Le monde de la Fonction Publique paraît assez souvent obscur et peut attractif pour des inconditionnels du privé… « fonctionnement dépassée », « lourdeur », « manque de créativité et de dynamisme » et pourtant tout ce que j’ai vu à la DSI du CG62 m’a prouvé le contraire et m’a montré que les deux secteurs avaient des logiques facilement comparables.
Au vu du dynamisme et de l’ouverture d’esprit de cette DSI, je me dis que le secteur privé devrait parfois prendre exemple !
Quels est selon vous l’intérêt pour le public de mettre en place une pratique collaborative ? Avez-vous déjà des expériences de mise en place de pratiques collaboratives dans ce secteur ?
Quels pourraient être leurs besoins et les outils pour y répondre ?
En tout cas, merci à la DSI pour l’accueil qui m’a été réservé et l’intérêt porté sur le sujet !
N’hésitez pas aussi à faire des commentaires sur la présentation…
Management : de Bonaparte au curling
Petite citation sympatique, tirée de l’article « Innovation et management d’équipe : Bonaparte au balai » de Maurice Thévenet dans le livre L’art de l’innovation :
« Le modèle du manager ne peut plus être celui de Bonaparte au Pont d’Arcole tel que le représente Vernet, fier et en première ligne avec les soldats qui le suivent aveuglément et pleins de confiance. Les modèles nouveaux du manager en situation d’innovation doivent être cherchés ailleurs, dans le sport en général, le curling en particulier. […] Au curling notre manager d’innovation serait le porteur du balai ; il frotte la glace de manière à faciliter la progression de la pierre. Il développe beaucoup d’efforts pour le succès du lancer mais sans jamais toucher la pierre…
Comme dans beaucoup d’activités humaines, le manager doit alors faire beaucoup d’efforts pour que rien ne se passe ou du moins que chacun en ait l’impression. Passer de Bonaparte au balai n’est pas chose aisée.
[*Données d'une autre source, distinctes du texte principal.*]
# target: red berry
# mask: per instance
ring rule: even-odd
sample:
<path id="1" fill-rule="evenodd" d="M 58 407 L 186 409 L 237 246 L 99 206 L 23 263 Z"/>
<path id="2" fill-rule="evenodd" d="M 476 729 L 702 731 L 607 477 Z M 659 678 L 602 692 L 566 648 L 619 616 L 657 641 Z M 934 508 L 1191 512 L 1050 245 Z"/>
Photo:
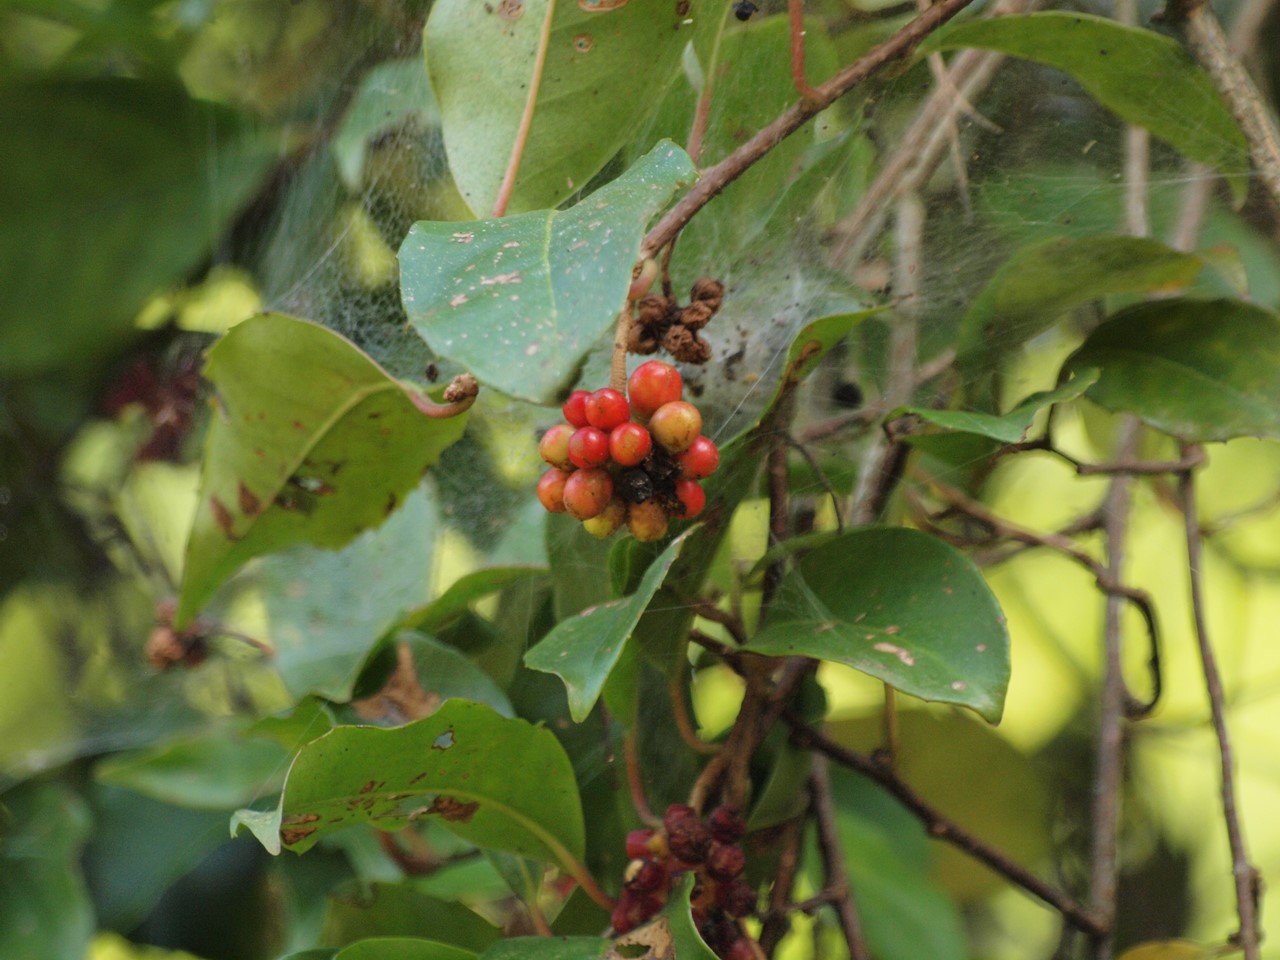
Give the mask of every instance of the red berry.
<path id="1" fill-rule="evenodd" d="M 609 454 L 624 467 L 637 466 L 653 449 L 653 437 L 638 423 L 620 423 L 609 433 Z"/>
<path id="2" fill-rule="evenodd" d="M 593 427 L 599 427 L 606 433 L 618 424 L 626 423 L 631 419 L 631 405 L 627 403 L 627 398 L 612 387 L 601 387 L 591 394 L 587 397 L 584 407 L 587 423 Z"/>
<path id="3" fill-rule="evenodd" d="M 710 438 L 698 436 L 689 449 L 676 457 L 680 476 L 688 480 L 704 480 L 720 466 L 720 451 Z"/>
<path id="4" fill-rule="evenodd" d="M 702 484 L 698 483 L 697 480 L 677 480 L 676 499 L 684 507 L 684 518 L 686 520 L 696 517 L 702 512 L 702 508 L 707 505 L 706 491 L 702 489 Z"/>
<path id="5" fill-rule="evenodd" d="M 747 821 L 742 819 L 742 811 L 731 804 L 716 807 L 707 817 L 707 828 L 711 836 L 721 843 L 737 843 L 747 833 Z"/>
<path id="6" fill-rule="evenodd" d="M 538 499 L 552 513 L 564 513 L 564 485 L 569 474 L 552 467 L 538 480 Z"/>
<path id="7" fill-rule="evenodd" d="M 613 927 L 614 933 L 626 933 L 649 920 L 661 909 L 662 899 L 660 897 L 652 893 L 640 893 L 639 891 L 633 893 L 623 887 L 622 896 L 618 898 L 618 905 L 613 908 L 610 925 Z"/>
<path id="8" fill-rule="evenodd" d="M 653 839 L 652 830 L 632 830 L 627 834 L 627 856 L 632 860 L 647 857 L 653 852 L 649 841 Z"/>
<path id="9" fill-rule="evenodd" d="M 633 503 L 627 507 L 627 529 L 637 540 L 661 540 L 667 535 L 667 511 L 656 501 Z"/>
<path id="10" fill-rule="evenodd" d="M 746 937 L 739 937 L 721 954 L 724 960 L 755 960 L 756 952 Z"/>
<path id="11" fill-rule="evenodd" d="M 673 803 L 667 807 L 667 812 L 662 815 L 662 829 L 670 830 L 673 824 L 688 820 L 693 817 L 698 818 L 698 812 L 687 803 Z"/>
<path id="12" fill-rule="evenodd" d="M 739 876 L 746 866 L 747 855 L 736 843 L 711 841 L 711 849 L 707 851 L 707 873 L 717 880 L 732 880 Z"/>
<path id="13" fill-rule="evenodd" d="M 575 520 L 599 516 L 613 498 L 608 470 L 575 470 L 564 482 L 564 509 Z"/>
<path id="14" fill-rule="evenodd" d="M 569 399 L 564 402 L 564 406 L 560 408 L 560 412 L 564 414 L 564 418 L 568 423 L 575 427 L 585 427 L 587 425 L 587 397 L 591 394 L 585 390 L 575 390 L 569 394 Z"/>
<path id="15" fill-rule="evenodd" d="M 542 435 L 538 441 L 538 453 L 542 459 L 561 470 L 572 470 L 573 461 L 569 459 L 569 438 L 573 436 L 573 427 L 565 423 L 557 423 Z"/>
<path id="16" fill-rule="evenodd" d="M 671 852 L 685 863 L 702 863 L 711 847 L 711 833 L 707 825 L 696 815 L 672 819 L 663 819 L 667 828 L 667 845 Z"/>
<path id="17" fill-rule="evenodd" d="M 650 416 L 664 403 L 679 400 L 684 390 L 680 371 L 661 360 L 649 360 L 636 367 L 627 381 L 631 409 L 638 416 Z"/>
<path id="18" fill-rule="evenodd" d="M 609 435 L 598 427 L 579 427 L 569 437 L 569 459 L 583 469 L 609 462 Z"/>
<path id="19" fill-rule="evenodd" d="M 593 537 L 604 540 L 627 522 L 627 505 L 618 497 L 605 504 L 604 509 L 590 520 L 582 521 L 582 529 Z"/>
<path id="20" fill-rule="evenodd" d="M 668 453 L 683 453 L 702 432 L 702 414 L 692 403 L 672 400 L 654 411 L 649 432 Z"/>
Cela ne requiert pas seulement des compétences de la part des managers mais aussi une autre conception d’eux-mêmes et de leur rôle, un glissement de leurs sources de reconnaissance. »
Même si je ne suis pas convaincu que c’est dans le sport que l’on trouvera le modèle du manager de demain, il est vrai que celui-ci s’attachera moins à désigner le chemin à emprunter qu’à faciliter le développement « autonome » des ressources qu’il gère et à favoriser les interactions entre ces ressources.
Qu’en pensez-vous ?
“Reinvent the management”, by heavyweight thinkers
Demain, mercredi 28 mai, se tiendra à Half Moon Bay (Californie) un échange entre très grands noms du management. L’idée d’origine est la suivante : What would happen if you asked 30 of the world’s most progressive business thinkers to reinvent management for the 21st century?
Cet échange (non ouvert au public) mettra autour d’une même table des pointures académiques telles que Henry Mintzberg (McGill), Peter Senge (MIT), Chris Argyris (Harvard), Gary Hamel (Harvard) ; des grands penseurs, éditeurs et écrivains et des “business leaders” tels que John Mackey (CEO de Whole Foods) ou encore Marissa Mayer (Google’s VP for search products).
Gary Hamel est à l’origine de cette initiative, mise en place dans le cadre du MLab.
Les résultats de cet échange qui promet d’être intéressant seront publiés sur leur site. Vous pouvez lire l’article du MLab à ce sujet.
Je vous recommande par ailleurs la lecture du dernier livre de Gary Hamel (traduction de The Future of Management) : La Fin du Management.